What is sex addiction?
Sex addiction is an obsessive relationship to sexual thoughts, fantasies or activities that an individual continues to engage in despite adverse consequences. These thoughts, fantasies or activities occupy a disproportionate amount of “psychic space,” resulting in an imbalance in the person’s overall functioning in important areas of life, such as work and marriage. Distress, shame and guilt about the behaviors erode the addict’s already weak self-esteem.
Sexual addiction can be conceptualized as an intimacy disorder manifested as a compulsive cycle of preoccupation, ritualization, sexual behavior, and despair. Central to the disorder is the inability of the individual to adequately bond and attach in intimate relationships. The syndrome is rooted in early attachment failure with primary caregivers. It is a maladaptive way to compensate for this early attachment failure. Addiction is a symbolic enactment of deeply entrenched unconscious dysfunctional relationships with self and others.

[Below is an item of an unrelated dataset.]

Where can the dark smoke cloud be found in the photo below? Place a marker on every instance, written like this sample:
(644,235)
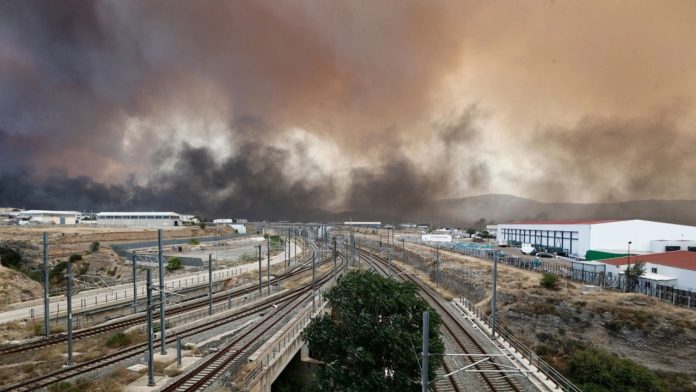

While the definition of sex addiction is the same as that of other addictions, sexual compulsion is set apart from other addictions in that sex involves our innermost unconscious wishes, needs, fantasies, fears and conflicts.
Like other addictions, it is relapse prone.
While there currently is no diagnosis of sex addiction in the DSM-IV, clinicians in the sex addiction field have developed general criteria for diagnosing sex addiction. If an individual meets three or more of these criteria, he or she could be considered a sex addict:
Recurrent failure to resist sexual impulses in order to engage in compulsive sexual behaviors.
Frequently engaging in those behaviors to a greater extent, or over a longer period of time than intended.
Persistent desire or unsuccessful efforts to stop or control those behaviors.
Preoccupation with sexual behavior or preparatory activities. (rituals)
Frequent engaging in the behavior when expected to fulfill occupational, academic, domestic or social obligations.
Continuation of the behavior despite recurrent social, financial, psychological, or marital problems caused by the behavior.
Giving up or limiting social, occupational or recreational activities due to the behavior.
Distress, anxiety, restlessness or irritability if unable to engage in the behavior.